La salle de jeux de Hassan

Dorures et peluche vermillon. Un bar rococo devant un mur de coquillages roses. L’air est chargé d’une odeur écœurante et maléfique de miel moisi. Les invités des deux sexes, en tenue de soirée, boivent leur pousse-café avec des chalumeaux d’albâtre. Un Mugwump levantin se prélasse tout nu sur un tabouret de bar recouvert de soie rose. Il lèche d’une longue langue noire un caillot de miel tiède au fond d’une coupe de cristal. Ses parties génitales sont d’un dessin exquis, sexe bien circoncis, poils noirs et lustrés. Il a des lèvres très minces d’un bleu violet de gland, des yeux vides et calmes d’insecte. Les Mugwumps n’ont pas de foie et se nourrissent exclusivement de sucreries.

Le Mugwump culbute un svelte adolescent blond sur un sofa et le déshabille d’une main experte. « Debout et tourne-toi », lui commande-t-il en langage pictographique télépathique. Il lui attache les mains derrière le dos avec une cordelette de soie rouge.

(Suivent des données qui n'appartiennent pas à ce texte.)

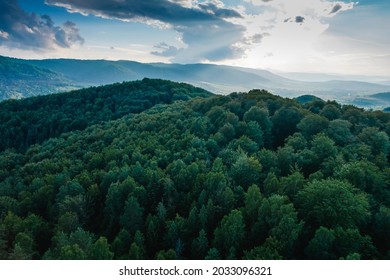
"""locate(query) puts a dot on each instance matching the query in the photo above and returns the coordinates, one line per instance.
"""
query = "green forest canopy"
(192, 176)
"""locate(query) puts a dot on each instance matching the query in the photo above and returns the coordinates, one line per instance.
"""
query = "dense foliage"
(244, 176)
(33, 120)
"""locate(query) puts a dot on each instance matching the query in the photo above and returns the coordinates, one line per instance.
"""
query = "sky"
(314, 36)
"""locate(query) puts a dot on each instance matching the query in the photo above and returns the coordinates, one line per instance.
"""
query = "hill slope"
(244, 176)
(219, 79)
(33, 120)
(19, 79)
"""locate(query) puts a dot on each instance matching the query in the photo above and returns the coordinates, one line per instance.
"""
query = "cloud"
(166, 50)
(299, 19)
(206, 28)
(22, 30)
(336, 8)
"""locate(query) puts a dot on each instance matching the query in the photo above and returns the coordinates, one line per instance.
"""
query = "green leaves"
(333, 203)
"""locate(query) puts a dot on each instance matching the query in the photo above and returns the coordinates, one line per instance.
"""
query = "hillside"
(243, 176)
(219, 79)
(19, 79)
(34, 120)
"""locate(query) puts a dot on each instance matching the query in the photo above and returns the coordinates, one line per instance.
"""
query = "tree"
(246, 170)
(230, 233)
(284, 123)
(101, 250)
(200, 245)
(332, 203)
(252, 203)
(132, 217)
(339, 131)
(312, 124)
(321, 246)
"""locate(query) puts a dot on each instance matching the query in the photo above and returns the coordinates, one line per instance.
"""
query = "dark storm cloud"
(19, 29)
(219, 12)
(299, 19)
(166, 50)
(161, 10)
(336, 8)
(204, 28)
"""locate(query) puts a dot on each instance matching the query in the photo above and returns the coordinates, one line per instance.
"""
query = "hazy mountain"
(374, 101)
(36, 77)
(19, 79)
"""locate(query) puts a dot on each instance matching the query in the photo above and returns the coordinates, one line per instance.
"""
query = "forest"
(160, 170)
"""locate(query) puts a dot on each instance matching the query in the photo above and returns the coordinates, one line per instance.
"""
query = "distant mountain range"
(22, 78)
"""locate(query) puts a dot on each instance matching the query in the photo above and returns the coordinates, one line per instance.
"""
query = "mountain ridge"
(220, 79)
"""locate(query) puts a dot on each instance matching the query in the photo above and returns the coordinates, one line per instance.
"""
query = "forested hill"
(244, 176)
(33, 120)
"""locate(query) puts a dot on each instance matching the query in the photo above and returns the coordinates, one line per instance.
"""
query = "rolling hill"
(159, 170)
(54, 75)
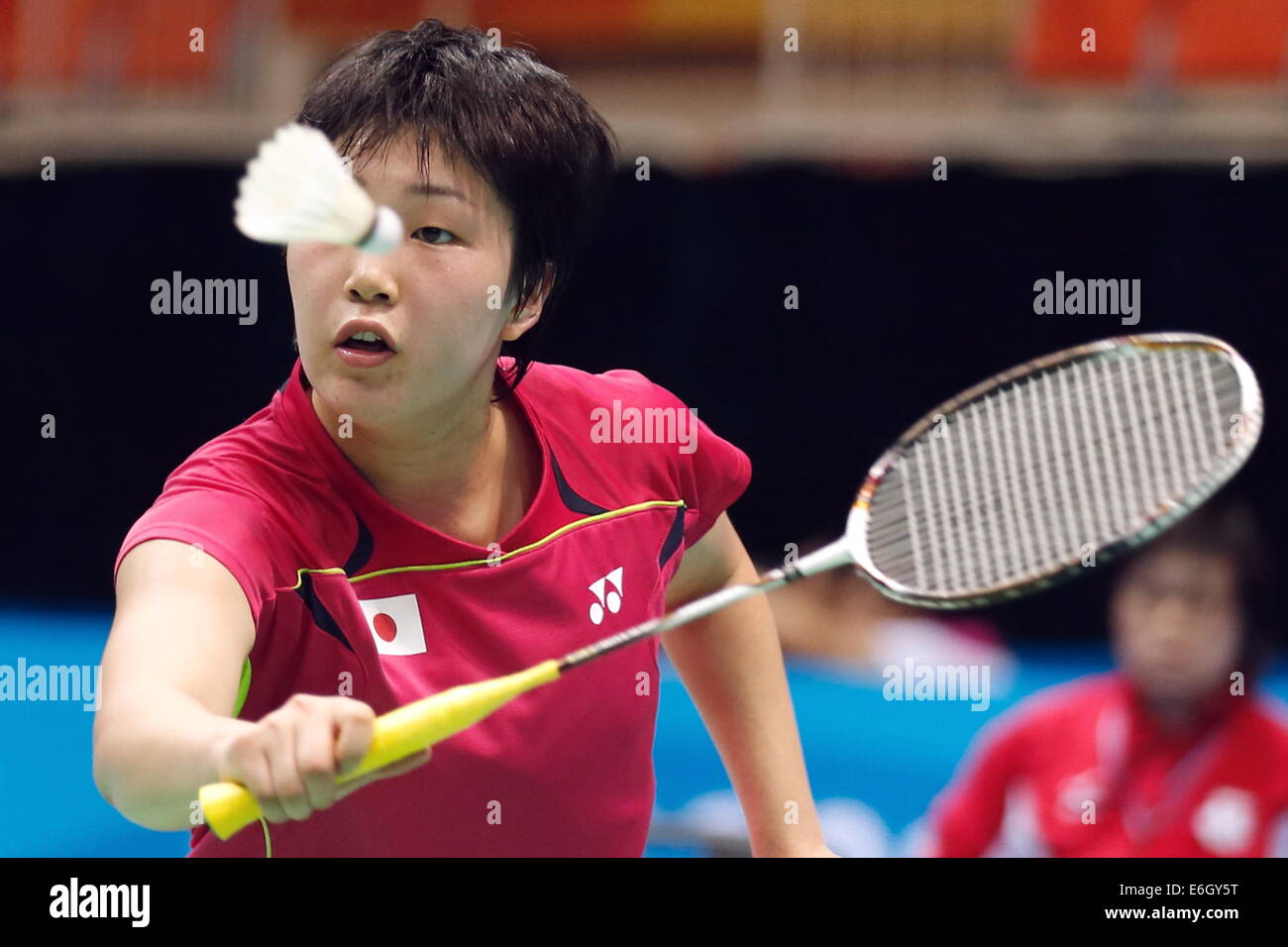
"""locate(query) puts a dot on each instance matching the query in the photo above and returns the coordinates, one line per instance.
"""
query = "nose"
(372, 282)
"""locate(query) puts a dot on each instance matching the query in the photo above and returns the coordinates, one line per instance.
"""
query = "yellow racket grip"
(230, 806)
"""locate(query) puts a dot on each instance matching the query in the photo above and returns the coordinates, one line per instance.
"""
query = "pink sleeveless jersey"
(351, 595)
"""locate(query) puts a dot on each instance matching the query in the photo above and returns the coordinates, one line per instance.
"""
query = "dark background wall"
(910, 290)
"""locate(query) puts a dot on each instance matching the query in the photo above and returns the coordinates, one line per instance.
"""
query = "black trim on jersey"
(321, 616)
(362, 549)
(572, 500)
(673, 538)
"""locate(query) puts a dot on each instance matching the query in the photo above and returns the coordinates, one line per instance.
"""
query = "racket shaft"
(230, 806)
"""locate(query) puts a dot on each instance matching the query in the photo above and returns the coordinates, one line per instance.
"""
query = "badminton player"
(416, 509)
(1172, 754)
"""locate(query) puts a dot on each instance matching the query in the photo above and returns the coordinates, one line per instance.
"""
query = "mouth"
(365, 342)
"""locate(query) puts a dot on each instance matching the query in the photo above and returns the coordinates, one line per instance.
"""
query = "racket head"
(1211, 418)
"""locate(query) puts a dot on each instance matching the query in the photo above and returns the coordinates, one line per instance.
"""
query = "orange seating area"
(145, 44)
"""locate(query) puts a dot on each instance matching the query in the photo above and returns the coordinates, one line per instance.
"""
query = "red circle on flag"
(385, 626)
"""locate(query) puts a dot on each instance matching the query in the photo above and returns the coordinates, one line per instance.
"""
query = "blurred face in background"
(1176, 622)
(432, 294)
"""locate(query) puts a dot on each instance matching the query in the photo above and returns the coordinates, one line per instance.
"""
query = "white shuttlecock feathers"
(299, 188)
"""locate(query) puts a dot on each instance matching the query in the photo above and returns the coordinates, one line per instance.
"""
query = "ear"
(526, 318)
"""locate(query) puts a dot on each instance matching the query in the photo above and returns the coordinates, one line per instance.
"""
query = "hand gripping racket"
(995, 493)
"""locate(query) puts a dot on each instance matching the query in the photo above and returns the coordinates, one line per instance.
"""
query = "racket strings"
(1006, 527)
(1028, 478)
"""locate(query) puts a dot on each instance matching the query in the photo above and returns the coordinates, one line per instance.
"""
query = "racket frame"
(1162, 518)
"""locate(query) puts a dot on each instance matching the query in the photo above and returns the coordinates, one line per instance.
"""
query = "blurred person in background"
(1171, 754)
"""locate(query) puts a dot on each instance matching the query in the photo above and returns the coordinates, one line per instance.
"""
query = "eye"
(437, 235)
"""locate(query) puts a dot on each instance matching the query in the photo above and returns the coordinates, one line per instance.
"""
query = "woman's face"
(439, 296)
(1176, 622)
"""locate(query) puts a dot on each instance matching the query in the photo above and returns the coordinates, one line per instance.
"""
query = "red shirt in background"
(1083, 771)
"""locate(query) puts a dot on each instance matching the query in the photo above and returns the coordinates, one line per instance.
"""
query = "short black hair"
(546, 154)
(1228, 527)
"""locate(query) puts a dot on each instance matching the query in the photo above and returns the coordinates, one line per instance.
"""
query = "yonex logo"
(608, 590)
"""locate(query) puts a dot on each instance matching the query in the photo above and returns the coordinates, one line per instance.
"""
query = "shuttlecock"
(299, 188)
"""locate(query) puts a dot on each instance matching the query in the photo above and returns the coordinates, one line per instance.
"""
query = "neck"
(432, 463)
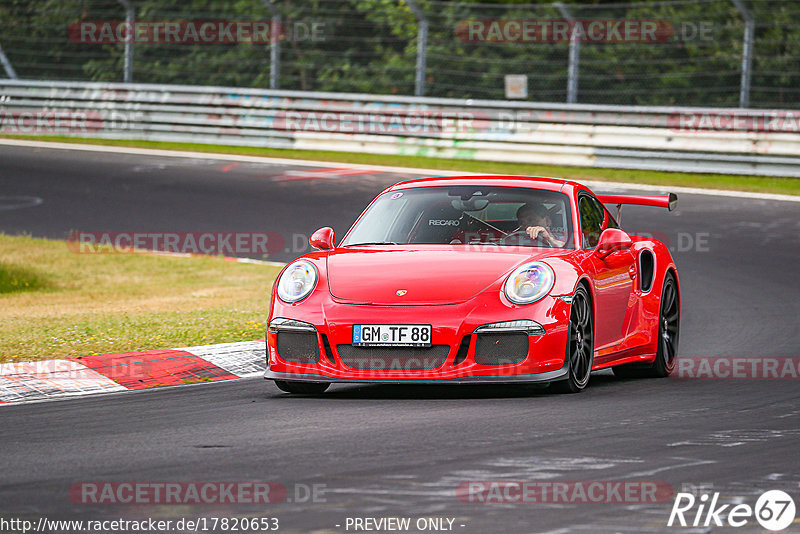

— Ce soir on fait le grand jeu.

— Non, non ! hurle l’adolescent.

Des orgasmes d’approbation jaillissent à la ronde. Le Mugwump tire un rideau de soie, découvrant un gibet de teck dressé sur une plate-forme de dalles aztèques devant un écran lumineux de quartz rouge. L’adolescent tombe agenouillé avec un long « Oooooh » de terreur et se conchie les jarrets. Un flux de sang brûlant lui gonfle la gorge et les lèvres, son corps se pelotonne en position fœtale et le sperme lui gicle chaud au visage. Le Mugwump puise quelques gouttes d’eau parfumée dans un vase d’albâtre, lave rêveusement l’anus et le sexe de l’enfant puis les essuie avec une serviette bleue. Une brise tiède joue sur le corps de l’adolescent, poils et cheveux dansent mollement. Le Mugwump glisse une main sous son torse et l’aide à se relever. Lui tordant les coudes derrière le dos, il le pousse sur la plate-forme, saisit le nœud coulant au passage et se place en face du garçon. Celui-ci fouille du regard ses yeux opaques, double miroir d’obsidienne, puits de sang noir, judas jumelé dans la porte qui se referme sur la Dernière Érection…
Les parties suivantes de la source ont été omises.